“We hold these truths to be self-evident: that all men are created equal; that they are endowed by their creator with inherent and [certain] inalienable rights; that among these are life, liberty, & the pursuit of happiness: that to secure these rights, governments are instituted among men...” - Thomas Jefferson, The Declaration of Independence.
Two hundred and thirty six years on from the Declaration of Independence, political engagement is still a necessity for the masses. Widespread civil rights movements are rising all over the world, in many guises – the Arab Spring, Anonymous, Los Indignados, Greece, the movement against precarity in Portugal – and Jefferson’s writings can once again remind us that inspired words can bind a nation together, catalysing an extraordinary revolution.
If democracy—that is, the democracy we have been given—is staggering under the blows of the economic crisis and is powerless to assert the will and interests of the multitude, then is now perhaps the moment to consider that form of democracy obsolete?

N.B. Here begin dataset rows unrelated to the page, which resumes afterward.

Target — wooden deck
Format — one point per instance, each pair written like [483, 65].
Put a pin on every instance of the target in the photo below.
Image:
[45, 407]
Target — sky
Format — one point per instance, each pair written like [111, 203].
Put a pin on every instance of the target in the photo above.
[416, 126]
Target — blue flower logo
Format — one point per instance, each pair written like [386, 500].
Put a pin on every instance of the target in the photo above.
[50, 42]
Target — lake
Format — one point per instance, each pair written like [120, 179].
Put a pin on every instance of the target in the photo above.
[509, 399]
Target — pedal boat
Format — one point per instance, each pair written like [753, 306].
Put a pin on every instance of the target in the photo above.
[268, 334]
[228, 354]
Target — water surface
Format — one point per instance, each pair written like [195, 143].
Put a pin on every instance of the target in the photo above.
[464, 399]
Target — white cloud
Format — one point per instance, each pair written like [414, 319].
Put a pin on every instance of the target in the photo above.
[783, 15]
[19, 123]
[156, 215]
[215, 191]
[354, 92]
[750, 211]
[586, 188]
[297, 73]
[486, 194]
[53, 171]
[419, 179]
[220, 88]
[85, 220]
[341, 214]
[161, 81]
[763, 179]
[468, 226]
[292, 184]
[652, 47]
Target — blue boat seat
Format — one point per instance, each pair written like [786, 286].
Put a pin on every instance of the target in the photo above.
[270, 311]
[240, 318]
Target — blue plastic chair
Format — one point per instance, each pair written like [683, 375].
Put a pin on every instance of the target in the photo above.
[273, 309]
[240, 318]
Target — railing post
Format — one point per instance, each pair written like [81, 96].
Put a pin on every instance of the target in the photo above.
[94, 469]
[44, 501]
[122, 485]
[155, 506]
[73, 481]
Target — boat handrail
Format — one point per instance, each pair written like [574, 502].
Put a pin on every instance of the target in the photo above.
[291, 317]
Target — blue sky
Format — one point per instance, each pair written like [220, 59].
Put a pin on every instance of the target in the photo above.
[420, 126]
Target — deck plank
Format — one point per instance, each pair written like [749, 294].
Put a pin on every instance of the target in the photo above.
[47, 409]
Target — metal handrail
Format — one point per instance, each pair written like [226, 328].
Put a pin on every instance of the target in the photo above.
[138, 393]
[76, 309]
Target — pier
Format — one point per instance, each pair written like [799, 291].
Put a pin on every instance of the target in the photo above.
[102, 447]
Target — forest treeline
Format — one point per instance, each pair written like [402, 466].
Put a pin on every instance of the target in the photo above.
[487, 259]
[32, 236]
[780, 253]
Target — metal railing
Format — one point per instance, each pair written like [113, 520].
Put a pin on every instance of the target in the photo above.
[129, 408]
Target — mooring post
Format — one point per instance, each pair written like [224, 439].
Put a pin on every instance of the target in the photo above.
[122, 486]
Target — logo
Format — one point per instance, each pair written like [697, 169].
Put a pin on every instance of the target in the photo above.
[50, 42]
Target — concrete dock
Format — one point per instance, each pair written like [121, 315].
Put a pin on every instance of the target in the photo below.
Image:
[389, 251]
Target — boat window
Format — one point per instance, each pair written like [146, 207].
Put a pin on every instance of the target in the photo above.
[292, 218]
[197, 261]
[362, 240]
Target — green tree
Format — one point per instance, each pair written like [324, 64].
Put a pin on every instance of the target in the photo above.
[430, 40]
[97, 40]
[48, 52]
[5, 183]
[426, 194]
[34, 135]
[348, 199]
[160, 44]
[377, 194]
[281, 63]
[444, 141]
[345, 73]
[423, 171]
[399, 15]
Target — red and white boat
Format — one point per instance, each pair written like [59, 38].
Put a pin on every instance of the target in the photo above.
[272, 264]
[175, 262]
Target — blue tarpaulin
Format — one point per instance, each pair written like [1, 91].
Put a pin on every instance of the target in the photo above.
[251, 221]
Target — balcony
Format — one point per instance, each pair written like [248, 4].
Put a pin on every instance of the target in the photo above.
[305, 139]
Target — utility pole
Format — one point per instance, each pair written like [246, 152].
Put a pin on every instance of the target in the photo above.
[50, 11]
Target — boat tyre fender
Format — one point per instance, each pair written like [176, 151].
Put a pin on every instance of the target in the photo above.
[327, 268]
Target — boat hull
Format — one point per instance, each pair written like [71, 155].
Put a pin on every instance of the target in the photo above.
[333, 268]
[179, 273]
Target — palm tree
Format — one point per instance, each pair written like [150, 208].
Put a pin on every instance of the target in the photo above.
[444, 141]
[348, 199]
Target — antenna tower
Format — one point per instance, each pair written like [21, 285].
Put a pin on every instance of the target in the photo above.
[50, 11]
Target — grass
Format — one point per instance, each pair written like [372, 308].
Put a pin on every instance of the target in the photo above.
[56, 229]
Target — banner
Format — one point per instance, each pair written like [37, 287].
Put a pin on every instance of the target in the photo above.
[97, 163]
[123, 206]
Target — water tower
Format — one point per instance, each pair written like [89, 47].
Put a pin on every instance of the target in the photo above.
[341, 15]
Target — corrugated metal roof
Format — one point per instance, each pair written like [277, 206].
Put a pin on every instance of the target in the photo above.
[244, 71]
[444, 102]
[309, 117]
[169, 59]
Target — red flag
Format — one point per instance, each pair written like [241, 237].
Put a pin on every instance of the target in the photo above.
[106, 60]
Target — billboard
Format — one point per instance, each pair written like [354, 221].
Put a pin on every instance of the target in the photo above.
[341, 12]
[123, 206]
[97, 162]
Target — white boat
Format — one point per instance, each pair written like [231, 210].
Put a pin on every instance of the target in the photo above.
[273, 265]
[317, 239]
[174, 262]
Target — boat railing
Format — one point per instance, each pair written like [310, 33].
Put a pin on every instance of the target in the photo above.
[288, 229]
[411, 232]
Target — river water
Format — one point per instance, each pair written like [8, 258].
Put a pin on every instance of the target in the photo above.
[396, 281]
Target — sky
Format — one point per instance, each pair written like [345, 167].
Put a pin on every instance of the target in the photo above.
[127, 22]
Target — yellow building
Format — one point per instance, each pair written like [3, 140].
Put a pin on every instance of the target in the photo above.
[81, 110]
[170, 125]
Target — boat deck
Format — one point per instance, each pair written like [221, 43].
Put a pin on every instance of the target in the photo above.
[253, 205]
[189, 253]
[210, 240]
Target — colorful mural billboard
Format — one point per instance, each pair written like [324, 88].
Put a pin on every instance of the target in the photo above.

This is the crucial question posed by the Occupy movement, according to Michael Hardt and Toni Negri. In a piece for Foreign Affairs, the authors of Empire situate the Occupy Wall Street protest in a "cycle of struggles" that began in Tahrir Square in January, extended to Europe with the Spanish Democracia Real YA! Movement and eventually reached the United States. The hallmark of this wave of popular mobilization has been the practice of "encampments" — ordinary people repossessing public spaces that had fallen under the control of financial corporations and corrupted politicians. At the heart of the protest are both "indignation against corporate greed" and a deep critique of institutional politics:
One obvious and clear message of the protests, of course, is that the bankers and finance industries in no way represent us: What is good for Wall Street is certainly not good for the country (or the world). A more significant failure of representation, though, must be attributed to the politicians and political parties charged with representing the people's interests but in fact more clearly represent the banks and the creditors. Such a recognition leads to a seemingly naive, basic question: Is democracy not supposed to be the rule of the people over the polis—that is, the entirety of social and economic life? Instead, it seems that politics has become subservient to economic and financial interests.